Gaming Behavior Predict

小组作业

背景

游戏或许是一种策略游戏，但数据集显示，玩家行为背后的指标远非如此简单。在本篇笔记中，我们将深入分析一个捕捉在线游戏行为细微差别的数据集，挖掘隐藏的模式，并构建一个预测模型，以检验我们能否预测玩家的参与度。

商业问题

如何根据之前玩家的行为预测玩家在游戏中的参与度。通过预测玩家的活跃程度，游戏开发商可以提前识别出潜在的流失玩家，从而采取针对性的措施，如推送奖励、个性化推荐等，提高玩家的留存率和忠诚度。
玩家重要特征选取：并不是所有特征对玩家的参与度都有很重要的作用，玩家的参与度往往是由几个重要的特征决定的，找到重要的特征有利于商家针对性的优化产品。

数据

使用公开数据集 Predict Online Gaming Behavior Dataset该数据集涵盖了与在线游戏环境中玩家行为相关的全面指标和人口统计数据。它包括玩家人口统计信息、游戏特定细节、参与度指标以及反映玩家留存率的目标变量等变量。

实现的具体流程

首先对数据进行预处理，将类别信息转化为int类型，使用labelEncoder，并且查看是否有缺失值存在。

# Import necessary libraries and suppress warnings
import warnings
warnings.filterwarnings('ignore')

import numpy as np
import pandas as pd
import time
import matplotlib
matplotlib.use('Agg')  # use Agg backend for matplotlib
import matplotlib.pyplot as plt
%matplotlib inline

import seaborn as sns
import math
from sklearn.model_selection import train_test_split
from sklearn.preprocessing import LabelEncoder, StandardScaler
from sklearn.ensemble import RandomForestClassifier
from sklearn.metrics import accuracy_score, confusion_matrix, roc_curve, auc

# For reproducibility
np.random.seed(42)
file_path = 'online_gaming_behavior_dataset.csv'
df = pd.read_csv(file_path, encoding='ascii', delimiter=',')
# A little dry humor for the data geeks: If our visualizations don't win you over, at least our code comments might.
# Data Cleaning and Preprocessing

# Check for missing values and data types
print('Data types:')
print(df.dtypes)

print('\nMissing values per column:')
print(df.isnull().sum())

# In our dataset, we assume there are no date columns. However, if any date strings are found, you might use pd.to_datetime

# Encode categorical features
categorical_cols = ['Gender', 'Location', 'GameGenre', 'GameDifficulty', 'EngagementLevel']

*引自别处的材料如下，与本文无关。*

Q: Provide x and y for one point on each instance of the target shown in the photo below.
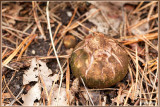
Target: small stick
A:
(48, 20)
(87, 91)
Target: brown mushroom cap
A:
(100, 61)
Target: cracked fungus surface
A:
(100, 61)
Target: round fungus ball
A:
(99, 60)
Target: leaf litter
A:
(130, 23)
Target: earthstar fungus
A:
(100, 60)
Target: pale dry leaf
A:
(121, 99)
(33, 94)
(31, 74)
(14, 12)
(39, 68)
(75, 85)
(62, 97)
(63, 101)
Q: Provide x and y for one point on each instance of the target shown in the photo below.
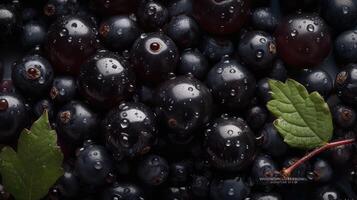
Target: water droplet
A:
(263, 40)
(98, 165)
(231, 192)
(233, 93)
(3, 104)
(124, 123)
(345, 10)
(228, 143)
(259, 55)
(294, 33)
(310, 28)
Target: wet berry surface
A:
(167, 99)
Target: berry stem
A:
(287, 171)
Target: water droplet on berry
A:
(3, 104)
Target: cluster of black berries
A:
(166, 99)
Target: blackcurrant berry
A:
(123, 191)
(119, 32)
(230, 143)
(76, 122)
(257, 49)
(264, 19)
(215, 48)
(70, 41)
(154, 56)
(63, 89)
(113, 7)
(94, 165)
(106, 79)
(303, 40)
(33, 75)
(184, 104)
(153, 170)
(221, 17)
(229, 189)
(264, 168)
(184, 31)
(335, 12)
(33, 34)
(13, 116)
(345, 83)
(193, 62)
(130, 130)
(231, 83)
(152, 14)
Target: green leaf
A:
(304, 120)
(29, 173)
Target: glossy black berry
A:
(272, 142)
(113, 7)
(130, 130)
(76, 122)
(266, 196)
(257, 49)
(71, 40)
(152, 15)
(193, 62)
(215, 48)
(231, 83)
(327, 192)
(9, 21)
(221, 17)
(13, 116)
(264, 168)
(303, 40)
(184, 31)
(154, 56)
(184, 104)
(106, 79)
(345, 83)
(200, 186)
(180, 173)
(256, 117)
(93, 165)
(346, 47)
(63, 89)
(33, 75)
(179, 193)
(229, 189)
(153, 170)
(58, 8)
(344, 116)
(123, 191)
(263, 90)
(230, 143)
(68, 186)
(33, 33)
(264, 19)
(119, 32)
(336, 11)
(293, 6)
(317, 80)
(41, 106)
(178, 7)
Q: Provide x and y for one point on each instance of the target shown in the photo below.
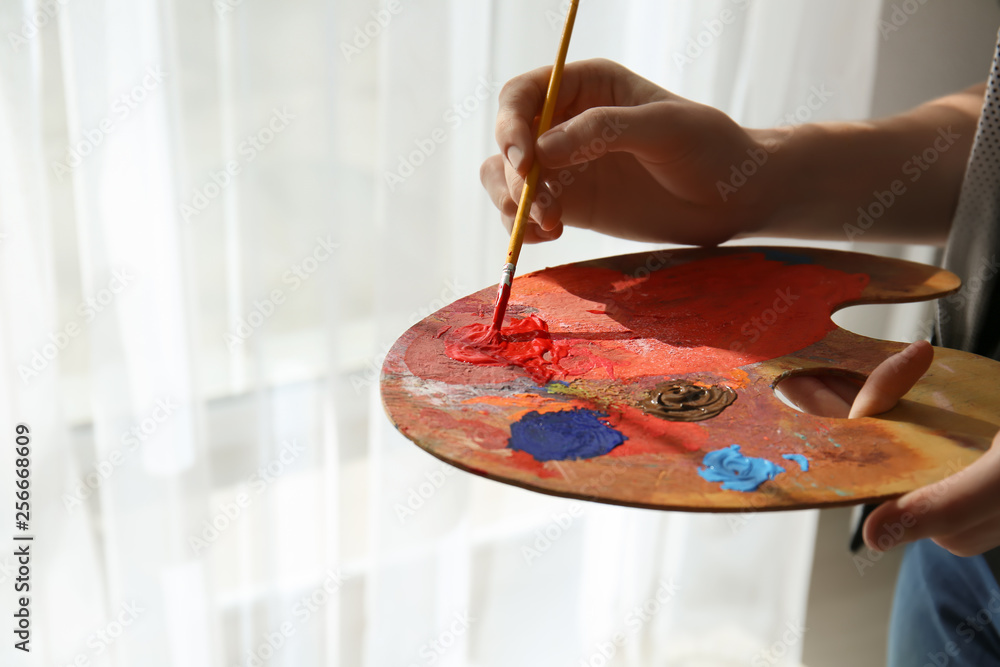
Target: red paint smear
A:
(709, 315)
(525, 343)
(483, 434)
(651, 435)
(525, 461)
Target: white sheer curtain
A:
(216, 217)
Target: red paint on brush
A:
(525, 343)
(500, 308)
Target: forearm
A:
(895, 179)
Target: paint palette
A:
(655, 365)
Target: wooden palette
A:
(741, 318)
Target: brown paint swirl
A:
(680, 400)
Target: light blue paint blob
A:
(736, 471)
(798, 458)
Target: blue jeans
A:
(946, 611)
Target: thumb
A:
(892, 379)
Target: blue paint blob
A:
(561, 436)
(798, 458)
(735, 471)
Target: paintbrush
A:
(528, 193)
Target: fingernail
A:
(514, 157)
(556, 146)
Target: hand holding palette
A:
(647, 380)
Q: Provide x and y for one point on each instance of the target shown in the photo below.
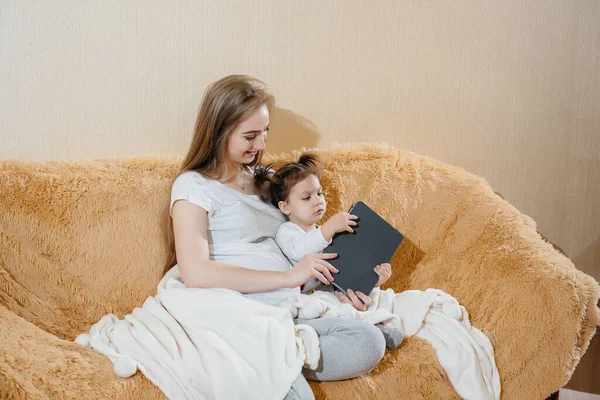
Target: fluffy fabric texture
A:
(81, 239)
(463, 351)
(207, 344)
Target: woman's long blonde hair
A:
(225, 104)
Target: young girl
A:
(295, 189)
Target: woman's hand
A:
(312, 266)
(385, 273)
(358, 300)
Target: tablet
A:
(373, 242)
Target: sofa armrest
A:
(538, 310)
(37, 364)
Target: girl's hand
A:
(311, 266)
(342, 222)
(358, 300)
(384, 271)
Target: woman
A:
(223, 233)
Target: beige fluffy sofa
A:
(83, 239)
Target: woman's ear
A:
(283, 207)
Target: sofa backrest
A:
(80, 239)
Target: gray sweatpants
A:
(349, 348)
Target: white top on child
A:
(241, 228)
(295, 243)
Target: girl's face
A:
(305, 204)
(248, 137)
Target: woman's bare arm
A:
(191, 245)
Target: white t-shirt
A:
(295, 243)
(241, 228)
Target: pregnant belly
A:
(259, 256)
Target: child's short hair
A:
(275, 185)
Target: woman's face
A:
(248, 137)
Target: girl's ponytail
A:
(263, 181)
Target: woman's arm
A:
(190, 224)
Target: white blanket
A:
(464, 352)
(217, 344)
(207, 344)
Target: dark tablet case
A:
(373, 242)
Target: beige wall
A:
(509, 90)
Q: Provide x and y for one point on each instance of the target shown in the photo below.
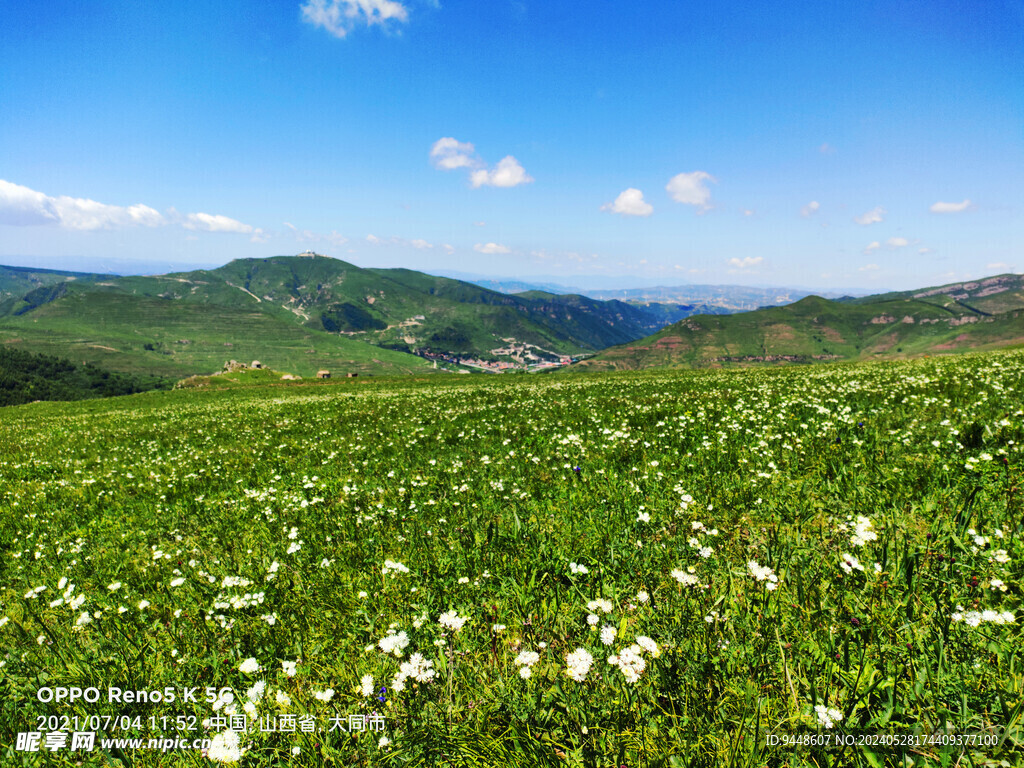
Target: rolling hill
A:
(958, 316)
(301, 313)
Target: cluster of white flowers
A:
(695, 542)
(417, 668)
(393, 642)
(827, 717)
(763, 573)
(452, 621)
(600, 604)
(1000, 556)
(849, 563)
(974, 617)
(390, 566)
(579, 664)
(687, 579)
(863, 531)
(238, 602)
(225, 748)
(256, 692)
(648, 645)
(367, 685)
(525, 659)
(630, 663)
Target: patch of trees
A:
(26, 377)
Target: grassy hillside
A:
(109, 326)
(686, 564)
(15, 282)
(818, 330)
(300, 313)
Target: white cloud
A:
(949, 207)
(306, 236)
(690, 188)
(214, 223)
(873, 216)
(748, 262)
(491, 248)
(340, 16)
(24, 207)
(630, 203)
(508, 172)
(449, 154)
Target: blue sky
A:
(823, 144)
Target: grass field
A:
(662, 569)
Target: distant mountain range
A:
(713, 299)
(979, 314)
(302, 313)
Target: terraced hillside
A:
(984, 314)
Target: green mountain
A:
(301, 313)
(16, 282)
(958, 316)
(26, 377)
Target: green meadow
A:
(792, 566)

# Label encoding for categorical columns for simplicity in both EDA and predictive modeling
le = LabelEncoder()
for col in categorical_cols:
    # It's a common pitfall to not check for missing values before encoding
    df[col] = df[col].astype(str)  # ensure textual data
    df[col] = le.fit_transform(df[col])

# Scaling numeric features for better performance in the prediction model
numeric_cols = ['Age', 'PlayTimeHours', 'InGamePurchases', 'SessionsPerWeek', 'AvgSessionDurationMinutes', 'PlayerLevel', 'AchievementsUnlocked']
scaler = StandardScaler()
df[numeric_cols] = scaler.fit_transform(df[numeric_cols])

# Final dataset preview
print('\nCleaned dataset preview:')
df.head()

2.对数据进行可视化，简略查看数据的分布和之间的联系

# Exploratory Data Analysis

# Let's create several visualization plots to gain insights into the data.  If you ever run into issues with plotting, check that you are using the correct backend and inline settings.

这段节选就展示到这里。